(316c) Donnan Partitioning Results in Faster Diffusion of Positively Charged Peptide Surfaces through Tumor Extracellular Matrix

One in every six deaths in the world is due to cancer, making it the second leading cause of death globally. To effectively treat cancers, therapies must reach as many cancer cells as possible. However, current therapies against solid cancers fail in part due to their inability to penetrate through the extracellular matrix (ECM) of tumors and reach the cancer cells at therapeutic concentrations. The tumor ECM forms a net negative charged network that hinders the transport of molecules based on their size, shape, and intermolecular interactions. Traditionally, the focus of drug delivery to solid tumors has been to develop delivery systems smaller than the pore size of the tumor ECM and/or with neutral charge coatings to minimize interactions with the ECM for improved transport. Recently, literature suggests that there is an association between the surface charge of carriers with their transport through the tumor ECM—however, the mechanism of how charge-based interactions impact transport and penetration within the tumor microenvironment is not well understood. Here, we used genetically engineered T7 bacteriophage (phage) as a model biological nanoparticle system to display peptides of different charges on its surface and investigated the effect of charge-based transport through tumor ECM.

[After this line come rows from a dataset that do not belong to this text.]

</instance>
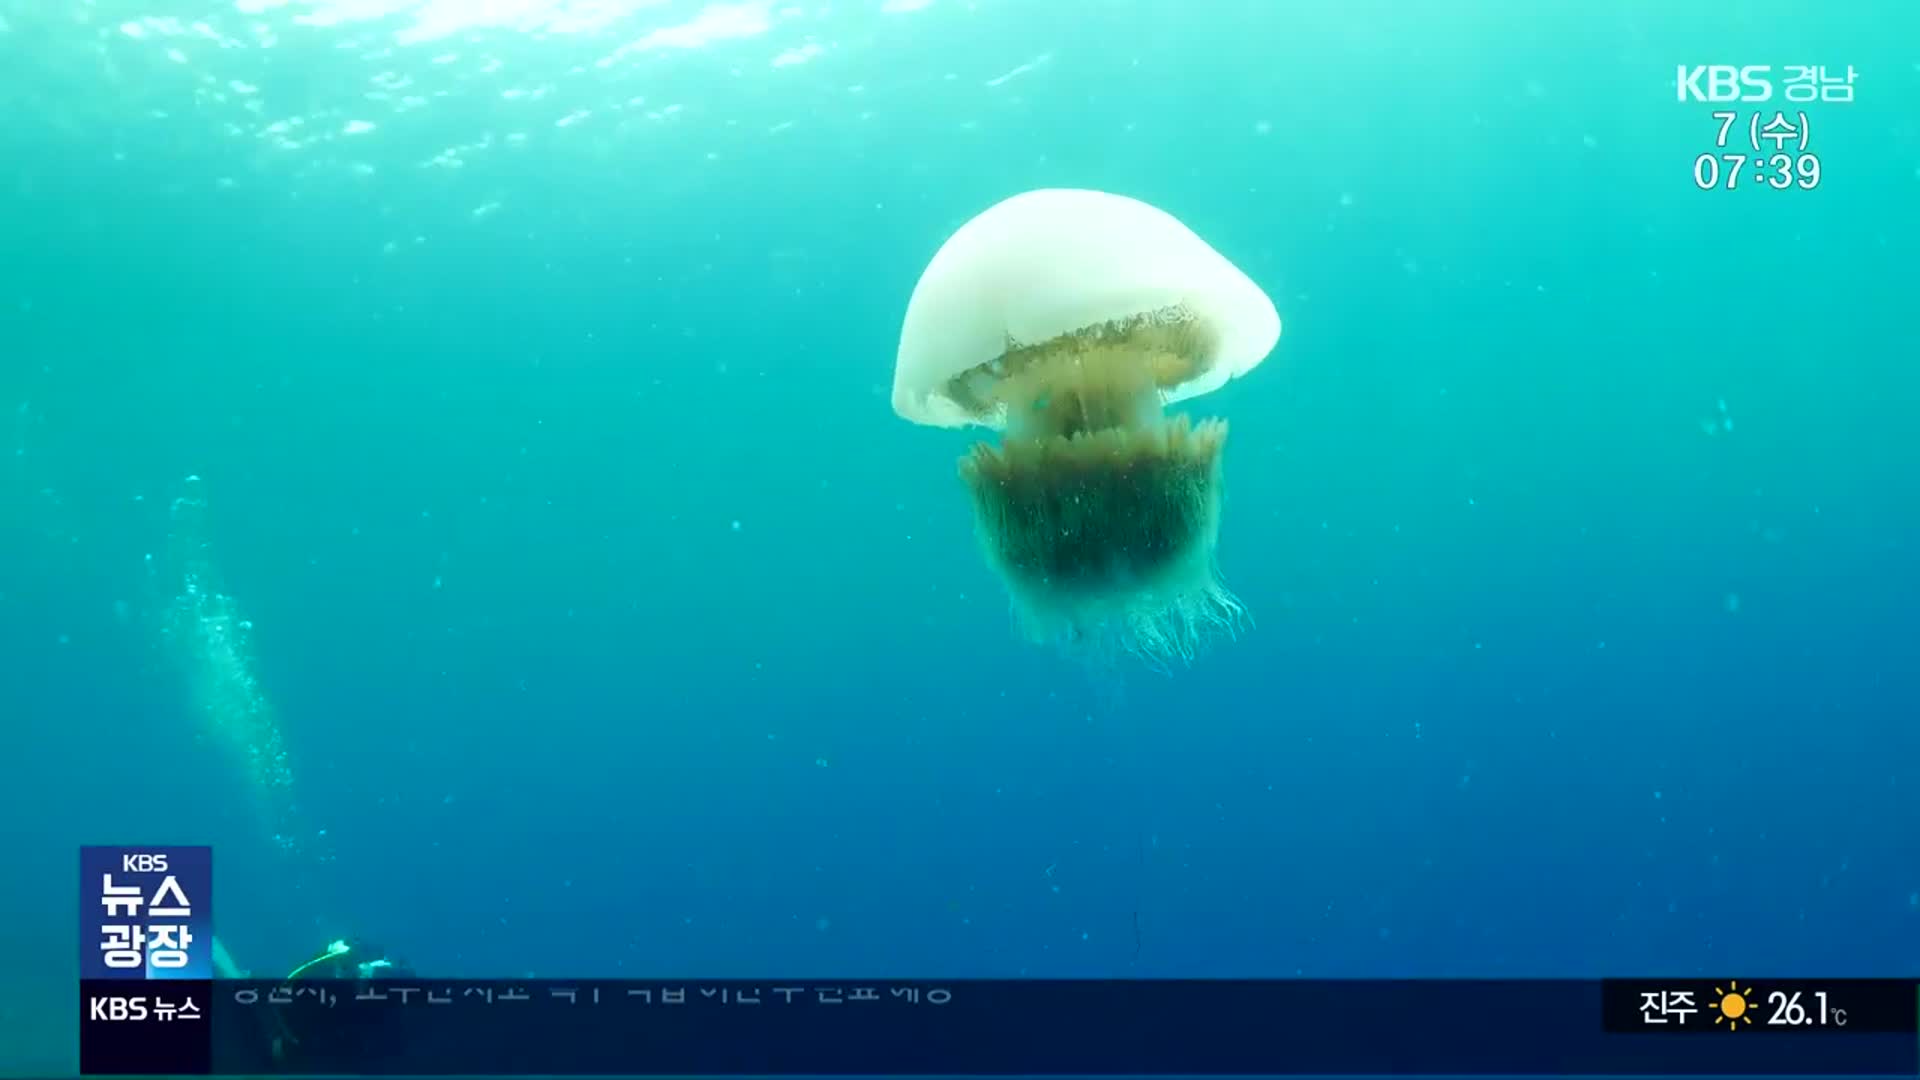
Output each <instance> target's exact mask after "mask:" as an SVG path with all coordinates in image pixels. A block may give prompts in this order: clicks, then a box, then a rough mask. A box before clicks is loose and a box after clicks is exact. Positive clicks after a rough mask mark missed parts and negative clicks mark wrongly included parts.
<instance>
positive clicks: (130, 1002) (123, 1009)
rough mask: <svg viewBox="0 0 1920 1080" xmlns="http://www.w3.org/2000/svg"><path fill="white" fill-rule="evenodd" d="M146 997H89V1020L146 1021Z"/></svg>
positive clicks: (87, 1014) (88, 1007) (87, 1018)
mask: <svg viewBox="0 0 1920 1080" xmlns="http://www.w3.org/2000/svg"><path fill="white" fill-rule="evenodd" d="M146 1017H148V1011H146V997H88V999H86V1019H88V1020H144V1019H146Z"/></svg>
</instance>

In contrast to most studies, we found a positively charged peptide “surface” enhanced the penetration, uptake, and retention of T7 phage in tumor-like ECM and tumor tissue when compared to neutral and negatively charged peptides. Transport studies with systematic alanine mutagenesis of T7 show that electrostatic interactions are likely responsible for the higher tumor tissue uptake and retention. Mechanistically, the positively charged particle partitioned into the tumor tissue (with an equilibrium partition coefficient of ~6) due to electrostatic interactions. Further, weak and reversible binding of the phage solute with the tumor bed (with an equilibrium dissociation constant of ~230 nM) allowed for deep penetration within the tumor tissue. Additionally, the positively charged peptide-presenting phage has a high number of intra-tissue binding sites in the tumor microenvironment (~4 µM) that enables almost 100% retention in the tumor tissue up to 24 hours. These results indicate that the net negative tumor ECM can act as a depot for positively charged particles to improve drug penetration and enhance tumor retention. We will also discuss the role of positively charged peptides as anchors to improve intratumor penetration and retention of therapeutics for antitumor efficacy. This work can potentially transform the current paradigm regarding the design of drug delivery systems to ultimately improve therapeutic index and therapeutic outcomes in solid cancers.